Nous suivons avec intérêt le développement des grands projets de bibliothèques, en particulier celui de la Bibliothèque de France. Il est important en effet aujourd'hui de partager ses connaissances avec tous ceux qui travaillent dans le monde des bibliothèques ou de l'information au sens large. La Bibliothèque de France va fixer de nouveaux objectifs aux bibliothèques. Dans le futur, il est vraisemblable que la Bibliothèque publique de San Francisco (San Francisco Public Library, SFPL) sera directement connectée aux ressources des bibliothèques françaises. Nous partageons les mêmes ambitions : construire les plus prestigieuses bibliothèques de l'an 2000.

Un groupe de San Francisco travaille depuis les années soixante à concevoir une nouvelle bibliothèque centrale. Le bâtiment actuel, ouvert en 1917, est à la fois désuet et beaucoup trop exigu pour abriter les collections. Les habitants de la ville ont encouragé ce rêve d'une nouvelle bibliothèque, mais il a fallu attendre 1987 pour que les plans et le financement se concrétisent.

L'arrière plan

Cette même année, après un appel à candidatures lancé dans le pays tout entier, j'ai été choisi pour devenir conservateur en chef de la bibliothèque municipale de San Francisco. Ma mission consistait essentiellement à coordonner la création de la future bibliothèque centrale et à définir les conditions optimales pour l'utilisation des systèmes informatiques. Six semaines après ma nomination, le maire approuvait l'insertion des locaux de la bibliothèque dans l'ensemble du Centre administratif. Ce premier pas encouragea tous ceux qui soutenaient le projet à poursuivre leurs efforts.

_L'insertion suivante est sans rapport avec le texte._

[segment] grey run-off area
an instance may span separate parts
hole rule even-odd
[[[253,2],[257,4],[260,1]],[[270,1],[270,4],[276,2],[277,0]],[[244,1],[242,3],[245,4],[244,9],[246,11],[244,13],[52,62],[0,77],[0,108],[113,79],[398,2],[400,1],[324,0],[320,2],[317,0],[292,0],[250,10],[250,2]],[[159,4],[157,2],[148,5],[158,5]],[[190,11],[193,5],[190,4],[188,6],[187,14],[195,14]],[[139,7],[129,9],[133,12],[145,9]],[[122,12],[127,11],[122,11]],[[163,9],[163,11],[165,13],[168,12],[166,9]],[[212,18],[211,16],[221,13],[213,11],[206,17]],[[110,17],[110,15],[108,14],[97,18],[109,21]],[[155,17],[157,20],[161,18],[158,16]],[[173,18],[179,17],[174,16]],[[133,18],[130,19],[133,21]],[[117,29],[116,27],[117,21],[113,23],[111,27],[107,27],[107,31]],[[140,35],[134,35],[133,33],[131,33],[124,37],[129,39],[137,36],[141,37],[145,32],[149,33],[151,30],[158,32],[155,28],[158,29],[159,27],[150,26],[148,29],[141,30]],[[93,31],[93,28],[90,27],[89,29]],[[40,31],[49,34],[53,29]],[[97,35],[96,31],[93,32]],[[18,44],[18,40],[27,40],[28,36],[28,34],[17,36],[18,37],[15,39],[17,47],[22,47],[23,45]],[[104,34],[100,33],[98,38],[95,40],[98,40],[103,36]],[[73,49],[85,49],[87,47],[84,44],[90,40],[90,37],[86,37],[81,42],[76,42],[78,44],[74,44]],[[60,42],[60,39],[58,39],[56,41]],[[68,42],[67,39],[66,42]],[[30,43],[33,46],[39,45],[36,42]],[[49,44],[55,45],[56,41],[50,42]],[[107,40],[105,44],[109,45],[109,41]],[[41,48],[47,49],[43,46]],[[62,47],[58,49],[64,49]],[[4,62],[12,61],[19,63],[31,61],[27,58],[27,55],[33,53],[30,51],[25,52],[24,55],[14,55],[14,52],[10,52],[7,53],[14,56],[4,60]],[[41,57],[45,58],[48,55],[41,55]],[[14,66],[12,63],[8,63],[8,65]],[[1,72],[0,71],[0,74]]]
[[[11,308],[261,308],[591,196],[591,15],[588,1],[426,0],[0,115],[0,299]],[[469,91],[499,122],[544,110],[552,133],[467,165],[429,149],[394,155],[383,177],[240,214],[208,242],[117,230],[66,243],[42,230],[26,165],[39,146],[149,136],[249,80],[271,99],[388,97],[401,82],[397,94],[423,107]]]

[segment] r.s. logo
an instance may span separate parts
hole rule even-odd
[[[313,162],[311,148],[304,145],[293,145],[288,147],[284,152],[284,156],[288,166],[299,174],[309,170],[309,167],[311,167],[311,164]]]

En janvier 1988, un nouveau maire entra en fonctions. Réalisant l'importance de l'entreprise, il appuya le projet et contribua par des moyens décisionnels et financiers, notamment l'émission de bons de souscription, à encourager les habitants de la ville à se prononcer sur le calendrier et la construction. Cette campagne permit de rassembler près de 175 000 dollars en très peu de temps. Avec une participation de 77 % des électeurs, elle se situe loin devant les opérations du même ordre les plus réussies de l'histoire de San Francisco. Les titres furent ratifiés pour la somme de 109,5 millions de dollars, dont cinq destinés à la rénovation des bibliothèques annexes, ce qui représente la souscription la plus importante jamais réunie pour une bibliothèque. Les intérêts correspondant au montant des titres doivent être exclusivement consacrés au projet, en sorte que la part réelle du budget incombant à la ville se monte à peu près à 112 millions de dollars.

La planification fut tout de suite établie. Le personnel chargé de superviser le projet fut rapidement recruté au sein du Service municipal d'architecture et on entreprit de choisir un architecte. En même temps, un contrat était signé avec la société HBW Associates de Dallas (Texas) pour qu'elle révise l'ensemble des plans antérieurs et définisse le plan-programme destiné à guider le travail de conception des architectes. N'étant pas partisan d'un concours d'architecture - ayant déjà aménagé trois bibliothèques centrales au cours de ma carrière, j'estimais que la conception de cette nouvelle structure exigeait un effort collectif -, décision fut prise d'engager les meilleurs architectes alors disponibles en leur demandant de collaborer avec la ville et l'administration de la bibliothèque à la réalisation d'un bâtiment susceptible de satisfaire les objectifs de toutes les parties concernées.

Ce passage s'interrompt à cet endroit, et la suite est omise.